Quant à son style, c’est un Auteur qui s’emporte, mais qui paraît assez le maître de son expression, qu’il hasarde aussi effrontément que s’il était le Directeur de la Langue : tout terme, toute expression l’accommode pour se faire entendre. Est-il de l’Académie pour parler si hardiment ? {p. 6}Il écrit presque sur le même ton que l’Auteur du Système du Cœur. Ce n’est point à ces Messieurs-là à défigurer notre Langue de cette force-là ; c’est à eux à suivre ce qui est établi. C’est dommage que l’Auteur en question se soit si fort écarté de la voie commune dans le choix de ses termes ; car il construit bien, et il exprime beaucoup en peu de paroles. Ce serait faire un Volume, que de vous faire remarquer toutes les expressions hardies qui sont dans ce Livre ; il en est tout rempli, et je crois, Monsieur, que vous vous en êtes aussi bien aperçu que moi ; mais n’avez-vous point laissé passer le verbe, représenter, que l’Auteur fait neutre, pour signifier remontrer ? Voilà {p. 7}la première fois que je le vois employé sans régime en cette signification : Ceux, dit-il, qui représentèrent au Roi, le firent avec de bonnes raisons, etc.

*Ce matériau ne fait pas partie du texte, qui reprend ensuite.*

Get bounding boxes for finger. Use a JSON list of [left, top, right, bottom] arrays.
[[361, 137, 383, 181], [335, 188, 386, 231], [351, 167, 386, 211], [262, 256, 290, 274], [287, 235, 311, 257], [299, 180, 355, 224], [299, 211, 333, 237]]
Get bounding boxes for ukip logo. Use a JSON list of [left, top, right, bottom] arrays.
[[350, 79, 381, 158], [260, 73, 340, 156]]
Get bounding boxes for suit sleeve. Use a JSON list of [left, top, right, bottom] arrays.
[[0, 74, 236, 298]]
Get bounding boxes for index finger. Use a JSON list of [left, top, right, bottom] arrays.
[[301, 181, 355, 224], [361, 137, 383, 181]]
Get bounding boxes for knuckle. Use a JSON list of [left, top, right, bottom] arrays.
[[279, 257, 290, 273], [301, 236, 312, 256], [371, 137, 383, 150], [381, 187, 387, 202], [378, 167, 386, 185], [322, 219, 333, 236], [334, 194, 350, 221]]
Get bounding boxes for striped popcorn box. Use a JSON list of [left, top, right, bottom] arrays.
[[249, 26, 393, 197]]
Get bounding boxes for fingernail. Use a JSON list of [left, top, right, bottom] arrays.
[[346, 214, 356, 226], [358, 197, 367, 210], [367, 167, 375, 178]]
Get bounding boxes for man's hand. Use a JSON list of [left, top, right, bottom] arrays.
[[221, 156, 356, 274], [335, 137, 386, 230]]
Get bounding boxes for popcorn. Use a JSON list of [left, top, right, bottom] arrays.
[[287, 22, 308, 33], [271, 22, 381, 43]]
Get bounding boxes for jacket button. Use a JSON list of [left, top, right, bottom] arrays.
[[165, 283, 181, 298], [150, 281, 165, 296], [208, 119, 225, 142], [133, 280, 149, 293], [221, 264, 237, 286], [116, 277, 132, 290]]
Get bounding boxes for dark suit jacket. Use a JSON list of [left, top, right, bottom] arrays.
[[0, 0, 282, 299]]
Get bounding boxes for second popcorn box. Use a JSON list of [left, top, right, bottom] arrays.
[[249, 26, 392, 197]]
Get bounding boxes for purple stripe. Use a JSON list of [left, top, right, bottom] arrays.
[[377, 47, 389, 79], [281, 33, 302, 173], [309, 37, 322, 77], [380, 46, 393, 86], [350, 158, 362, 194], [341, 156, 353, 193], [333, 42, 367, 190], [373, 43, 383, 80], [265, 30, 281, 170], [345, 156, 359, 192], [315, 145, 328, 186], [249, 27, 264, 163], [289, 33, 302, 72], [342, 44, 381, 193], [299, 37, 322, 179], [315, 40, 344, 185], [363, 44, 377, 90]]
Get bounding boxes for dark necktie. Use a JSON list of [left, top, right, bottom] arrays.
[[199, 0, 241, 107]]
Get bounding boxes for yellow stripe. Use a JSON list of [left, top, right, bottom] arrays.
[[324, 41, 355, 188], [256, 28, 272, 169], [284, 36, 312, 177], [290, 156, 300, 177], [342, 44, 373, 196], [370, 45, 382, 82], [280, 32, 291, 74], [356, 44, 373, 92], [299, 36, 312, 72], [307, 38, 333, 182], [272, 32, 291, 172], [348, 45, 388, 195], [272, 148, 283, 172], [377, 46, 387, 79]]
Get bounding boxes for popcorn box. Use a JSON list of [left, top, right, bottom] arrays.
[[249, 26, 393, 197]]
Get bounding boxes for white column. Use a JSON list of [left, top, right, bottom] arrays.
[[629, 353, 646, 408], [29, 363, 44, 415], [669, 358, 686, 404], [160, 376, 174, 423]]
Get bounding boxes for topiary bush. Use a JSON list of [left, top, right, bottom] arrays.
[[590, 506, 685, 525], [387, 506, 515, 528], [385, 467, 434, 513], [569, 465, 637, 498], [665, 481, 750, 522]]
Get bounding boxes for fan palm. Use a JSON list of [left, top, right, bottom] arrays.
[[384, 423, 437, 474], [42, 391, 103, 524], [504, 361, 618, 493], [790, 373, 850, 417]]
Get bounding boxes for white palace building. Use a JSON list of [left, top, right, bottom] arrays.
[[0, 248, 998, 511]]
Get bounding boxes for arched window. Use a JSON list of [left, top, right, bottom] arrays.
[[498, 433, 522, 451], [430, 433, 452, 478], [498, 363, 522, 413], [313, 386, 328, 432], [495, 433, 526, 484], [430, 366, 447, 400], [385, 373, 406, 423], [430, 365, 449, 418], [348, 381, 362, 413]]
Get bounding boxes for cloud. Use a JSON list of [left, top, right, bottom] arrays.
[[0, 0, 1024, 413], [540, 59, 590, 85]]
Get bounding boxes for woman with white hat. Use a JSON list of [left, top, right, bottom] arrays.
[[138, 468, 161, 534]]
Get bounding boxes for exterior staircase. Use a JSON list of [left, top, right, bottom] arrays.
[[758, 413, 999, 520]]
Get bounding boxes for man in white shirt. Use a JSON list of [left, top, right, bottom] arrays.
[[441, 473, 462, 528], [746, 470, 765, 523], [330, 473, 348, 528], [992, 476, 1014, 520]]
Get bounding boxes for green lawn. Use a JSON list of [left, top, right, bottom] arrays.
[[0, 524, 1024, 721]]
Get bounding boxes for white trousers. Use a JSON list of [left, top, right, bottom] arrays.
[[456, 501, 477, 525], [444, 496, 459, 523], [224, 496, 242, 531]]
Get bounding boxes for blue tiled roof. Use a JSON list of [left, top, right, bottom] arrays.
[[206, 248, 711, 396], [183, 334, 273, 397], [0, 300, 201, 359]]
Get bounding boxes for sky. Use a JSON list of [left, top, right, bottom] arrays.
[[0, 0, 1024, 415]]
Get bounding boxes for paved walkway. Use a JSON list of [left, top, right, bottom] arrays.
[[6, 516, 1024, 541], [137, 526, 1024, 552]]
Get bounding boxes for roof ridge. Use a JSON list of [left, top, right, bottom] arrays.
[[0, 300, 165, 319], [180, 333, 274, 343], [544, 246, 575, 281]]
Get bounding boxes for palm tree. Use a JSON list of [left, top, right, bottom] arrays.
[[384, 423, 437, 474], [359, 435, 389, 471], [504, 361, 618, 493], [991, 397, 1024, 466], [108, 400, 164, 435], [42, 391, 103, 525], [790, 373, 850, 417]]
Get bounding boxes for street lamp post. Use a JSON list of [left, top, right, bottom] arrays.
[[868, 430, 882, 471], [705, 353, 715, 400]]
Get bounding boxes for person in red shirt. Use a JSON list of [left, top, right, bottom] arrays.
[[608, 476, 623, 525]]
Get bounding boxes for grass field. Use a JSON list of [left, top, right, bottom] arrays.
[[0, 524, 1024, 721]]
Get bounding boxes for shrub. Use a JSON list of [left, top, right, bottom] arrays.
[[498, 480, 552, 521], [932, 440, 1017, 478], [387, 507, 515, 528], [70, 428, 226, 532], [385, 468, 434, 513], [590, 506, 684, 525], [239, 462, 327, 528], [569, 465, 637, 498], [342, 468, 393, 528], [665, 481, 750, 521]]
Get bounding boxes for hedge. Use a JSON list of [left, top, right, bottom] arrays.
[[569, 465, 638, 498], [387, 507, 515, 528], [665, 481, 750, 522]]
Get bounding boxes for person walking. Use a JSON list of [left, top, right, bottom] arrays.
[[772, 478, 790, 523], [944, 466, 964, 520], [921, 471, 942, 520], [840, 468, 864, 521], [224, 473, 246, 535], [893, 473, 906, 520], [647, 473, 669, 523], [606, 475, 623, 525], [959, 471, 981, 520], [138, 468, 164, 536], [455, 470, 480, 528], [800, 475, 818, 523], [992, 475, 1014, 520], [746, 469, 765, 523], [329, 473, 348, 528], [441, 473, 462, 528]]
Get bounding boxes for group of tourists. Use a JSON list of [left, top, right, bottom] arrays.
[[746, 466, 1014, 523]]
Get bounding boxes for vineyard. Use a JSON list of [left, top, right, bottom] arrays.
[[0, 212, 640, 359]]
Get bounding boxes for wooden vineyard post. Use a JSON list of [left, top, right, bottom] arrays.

Je doute aussi que l’on ait encore écrit, cette Pièce a pris tout d’un coup
; pour dire qu’elle a eu applaudissement général dès la première fois qu’on l’a jouée. Faites-y attention, Monsieur, vous en trouverez beaucoup de cette force-là.
Il me paraît que ce Livre n’a point d’autre ordre que celui des temps ; mais l’Auteur a mal fait, selon moi, d’y assujettir les Aventures dont son Ouvrage est rempli ; cela fait oublier la suite des Pièces de Molière, qui occupent plus les Gens de lettres, que des faits peu intéressants.
{p. 8}Dans une espèce de Préface qui sert de commencement à ce Livre, l’Auteur s’étonne qu’on n’ait point encore donné la Vie de Molière. Pour moi, je ne m’en étonne point du tout, et je ne vois pas même qu’il y ait lieu de s’en étonner : nous avons de Molière tout ce qui doit nous toucher, ce sont ses Ouvrages ; et je me mets fort peu en peine de ce qu’il a fait dans son domestique, ou dans son commerce avec ses amis ; nous nous passons de la Vie de bien d’autres personnes illustres dans les Lettres ; nous nous serions aussi bien passés de la sienne. Et content de l’admirer dans ses Ouvrages, je m’embarrassais peu ni qui il était, ni d’où il était ; l’État n’est nullement intéressé {p. 9}dans sa naissance ni dans ses actions.
Mais à le prendre dans le sens de l’Auteur, je ne vois pas qu’il ait trop bien rempli son grand dessein. La Vie de cet Auteur inimitable, qui nous occupe si souvent, n’est presque rien ; ce sont de petites Aventures qui lui sont arrivées avec quelques personnes, que l’Auteur ne daigne seulement pas nous nommer. Il y en a quelques-unes qui peuvent faire rire les gens qui s’amusent de peu de chose. Mais dans tout le corps du Livre, il n’y a rien qui fasse paraître Molière aussi grand Homme que l’Auteur nous le promet, indépendamment de ses Pièces. De bonne foi, à le prendre sérieusement, est-ce là {p. 10}Molière ? Car bien que je ne sois pas de son temps, je sais néanmoins qu’il a eu des Scènes à la Cour, et ailleurs, qui auraient fait plaisir à un Lecteur de goût. Pourquoi l’Auteur ne nous les a-t-il pas données ? Nous aurions un ouvrage intéressant. Mais entrons dans le détail de celui-ci.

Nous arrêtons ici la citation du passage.